Nouveau rebondissement dans l’affaire Khaled Nezzar: le général algérien n’est toujours pas tiré d’affaire en Suisse. Accusé par trois plaignants, depuis 2011, de torture et de détentions arbitraires, celui qui était le chef de l’armée algérienne entre 1992 et 1994 dans la période de la «sale guerre» antiterroriste devra peut-être faire face un jour à des juges helvétiques.

Le 4 janvier dernier, le procureur fédéral Stefan Waespi, sur les instructions de sa hiérarchie, avait classé l’affaire en prétendant qu’il n’y avait à l’époque pas de conflit armé entre le Groupe islamiste armé (GIA) et l’armée algérienne.

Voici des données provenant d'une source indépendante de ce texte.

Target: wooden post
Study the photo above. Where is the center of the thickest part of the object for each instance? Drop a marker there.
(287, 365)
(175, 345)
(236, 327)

Au cœur de cette affaire, la notion de conflit armé telle que définie par le CICR présuppose deux éléments: un niveau minimal d’intensité du conflit et la présence de groupes rebelles organisés. Des conditions remplies, selon le Tribunal pénal fédéral, comme il l’indique dans son arrêt rendu aujourd’hui. Précisant que sa décision est sans appel, la cour estime que: «Contrairement à ce qu’avait retenu le MPC, le GIA remplissait les conditions d’un groupe armé.»

Immense soulagement

Responsable du recours, l’avocat Damien Chervaz ne cache pas sa satisfaction: «C’est un immense soulagement pour les victimes, qui voient enfin leurs souffrances reconnues.» Il ajoute: «Le prétexte utilisé par le MPC pour clore l’affaire n’a pas résisté à l’examen des juges. Le MPC est maintenant face à ses responsabilités.»

Se basant sur les preuves amenées par les parties plaignantes et les nombreuses auditions réalisées par le MPC, donc celle de Khaled Nezzar et celle d'un témoin qui relate l’assassinat de deux membres du front islamique en Allemagne, les juges ont considéré que le général ne pouvait ignorer les crimes commis par ses troupes. «En l’espèce, il ne fait aucun doute que Nezzar était conscient des actes commis sous ses ordres», indique le TPF. Les juges ajoutent qu’il pourrait s’être rendu coupable non seulement de crimes de guerre, mais aussi de crimes contre l’humanité, tous deux imprescriptibles: «Les faits reprochés pourraient avoir été commis dans le cadre d’une attaque généralisée ou systématique lancée contre la population civile.» 

Encore un procureur de plus

Une décision qui fait espérer à l’ONG Trial International que le général soit finalement jugé en Suisse et que l’instruction du procès reprenne dans les plus brefs délais. Bénédict de Moerloose, responsable du département enquêtes au sein de l’ONG, affirme: «Le MPC doit maintenant prendre à bras-le-corps une affaire que nous avions dénoncée en 2011 déjà. Il est grand temps que l’ancien numéro deux du régime algérien rende des comptes.»

Contacté, le MPC déclare «avoir pris acte de la décision du 30 mai 2018 de la Cour des plaintes du Tribunal pénal fédéral». Il ajoute: «S’agissant de questions juridiques fondamentales qui pourraient avoir une influence importante sur la politique criminelle de la Suisse, le MPC va analyser en détail les considérants de la décision et se réserve toute suite utile.»

Comme nous l’avions annoncé dans nos colonnes, le procureur fédéral Stefan Waespi, responsable de la décision, a claqué la porte du Ministère public de la Confédération au début de l’année. Ce sera donc Miriam Spittler qui sera chargée de l'affaire. Elle sera rien de moins que la quatrième procureure à reprendre le dossier en l’espace de quatre ans.